Posted by Shane Hanlon

#DrawnToGeoscience is a series of posts by artists who draw about science and explain their process and inspiration while also showcasing their pieces. Learn more about contributing. This week, Karli Mogen.

Throughout my life I have been drawn to both science and art. Animals, plants, and rocks interested me greatly as a young kid, and in high school I became intrigued by internal human anatomy, particularly hearts, brains, and skulls (to match the emo and metal music I listened to, of course). All the while, I have been drawing since I could hold a pencil and depicted anything I found remotely interesting. Animals, mermaids, people, mythological creatures, bones and plants can all be found in my stacks of early sketchbooks.

Entering undergrad, my passion for creating led me towards a Bachelor’s in Fine Arts with a concentration in Drawing (and, like many artists, the math requirements of STEM programs had me shaking in my combat boots). Towards the end of my BFA degree I stumbled upon the field of medical art and, with a vast interest in human anatomy and physiology, I pursued a Master’s of Science in Medical Art.

As a freelance artist I work both inside and outside of the medical art sphere. At this point, I have my hands in quite a few creative avenues, but for my personal work I find that I keep coming back to traditional media depictions juxtaposing human anatomy, cosmic imagery and botanical subjects: anatomy as representative of mortality, fragility, and the general human presence as a whole, plants as literal representations of the environment, and cosmic imagery to place the viewer in a big picture mindset. The cosmic side says, “we are specs of dust in the vastness of space,” yet the plant and anatomy aspects remind the viewer of our impact in the present. Generally, I am inspired by environmentalism, anatomy, biology, psychology, and spirituality.

Rising. Credit: Karli Mogen, 2020

For these pieces, I am inspired by the eternal contradiction of humankind as simultaneously important and insignificant in the broader scheme of existence. Important, in that each action or inaction matters. From pollution and climate change to over-consumption and species extinctions, our impact is irrefutable. Insignificant, in that 1,000 years is a blink of an eye to this planet and whether we thrive, survive, or perish as a species is of little to no consequence in the long term survival of the Earth. It will continue to attempt its own homeostasis, whether we are involved or not.

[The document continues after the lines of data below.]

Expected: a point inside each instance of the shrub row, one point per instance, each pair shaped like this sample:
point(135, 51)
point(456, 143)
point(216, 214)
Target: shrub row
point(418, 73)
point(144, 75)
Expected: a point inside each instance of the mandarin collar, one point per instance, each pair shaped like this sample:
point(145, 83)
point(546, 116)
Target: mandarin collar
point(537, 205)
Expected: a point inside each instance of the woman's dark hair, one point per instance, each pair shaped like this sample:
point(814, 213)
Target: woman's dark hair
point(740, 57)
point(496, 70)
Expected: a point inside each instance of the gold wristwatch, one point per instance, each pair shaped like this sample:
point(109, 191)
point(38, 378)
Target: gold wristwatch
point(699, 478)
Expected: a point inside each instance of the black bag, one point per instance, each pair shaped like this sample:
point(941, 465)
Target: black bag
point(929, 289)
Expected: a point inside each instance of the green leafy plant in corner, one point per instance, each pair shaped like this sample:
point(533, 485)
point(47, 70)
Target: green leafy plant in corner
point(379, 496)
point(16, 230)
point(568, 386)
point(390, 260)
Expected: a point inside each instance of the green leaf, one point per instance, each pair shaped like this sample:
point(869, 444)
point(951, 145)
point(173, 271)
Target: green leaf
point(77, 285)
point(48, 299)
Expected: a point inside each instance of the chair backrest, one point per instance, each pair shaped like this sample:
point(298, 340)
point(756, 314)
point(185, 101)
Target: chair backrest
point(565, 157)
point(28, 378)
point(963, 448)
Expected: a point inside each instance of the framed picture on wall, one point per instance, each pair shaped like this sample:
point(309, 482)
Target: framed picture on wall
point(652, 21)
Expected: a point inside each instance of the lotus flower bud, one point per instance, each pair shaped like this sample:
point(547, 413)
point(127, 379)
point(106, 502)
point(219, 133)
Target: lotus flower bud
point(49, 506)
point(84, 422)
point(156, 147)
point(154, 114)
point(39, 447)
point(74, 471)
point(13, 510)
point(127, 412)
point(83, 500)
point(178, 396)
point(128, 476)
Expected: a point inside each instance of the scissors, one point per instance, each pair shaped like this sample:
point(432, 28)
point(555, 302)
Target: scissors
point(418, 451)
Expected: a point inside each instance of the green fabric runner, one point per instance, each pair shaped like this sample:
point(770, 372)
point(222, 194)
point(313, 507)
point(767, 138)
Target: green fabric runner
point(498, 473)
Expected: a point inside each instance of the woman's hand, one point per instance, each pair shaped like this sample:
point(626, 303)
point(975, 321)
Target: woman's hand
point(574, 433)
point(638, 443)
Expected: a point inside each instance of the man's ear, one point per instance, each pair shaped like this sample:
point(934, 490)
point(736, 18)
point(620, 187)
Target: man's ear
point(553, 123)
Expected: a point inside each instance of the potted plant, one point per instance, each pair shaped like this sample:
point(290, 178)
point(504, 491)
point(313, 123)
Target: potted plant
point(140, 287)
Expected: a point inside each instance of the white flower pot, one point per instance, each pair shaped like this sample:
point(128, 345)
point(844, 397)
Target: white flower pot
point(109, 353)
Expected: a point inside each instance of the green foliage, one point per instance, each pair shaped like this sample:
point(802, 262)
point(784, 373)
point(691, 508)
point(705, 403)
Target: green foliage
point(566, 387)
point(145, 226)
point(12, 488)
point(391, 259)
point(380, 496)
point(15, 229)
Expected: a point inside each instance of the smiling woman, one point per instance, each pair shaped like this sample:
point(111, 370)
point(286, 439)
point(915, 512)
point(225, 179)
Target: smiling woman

While I do also work with digital media, each of these images is made in the real world on mixed media paper. “Rising” and “Root Cause” are both made with watercolors, watercolor pencils and black and white ink pens (Root Cause being on a tan toned paper). “Floral Heart” is actually made using home-made watercolor paints from crushed up natural sources like beet juice, spinach, fire bush flowers, butterfly pea flower, charcoal, ashes, dirt, turmeric, and coffee. “Root Cause” and “Floral Heart” are both on 9 x 12 inch paper, while “Rising” is on 24 x 36 inch paper.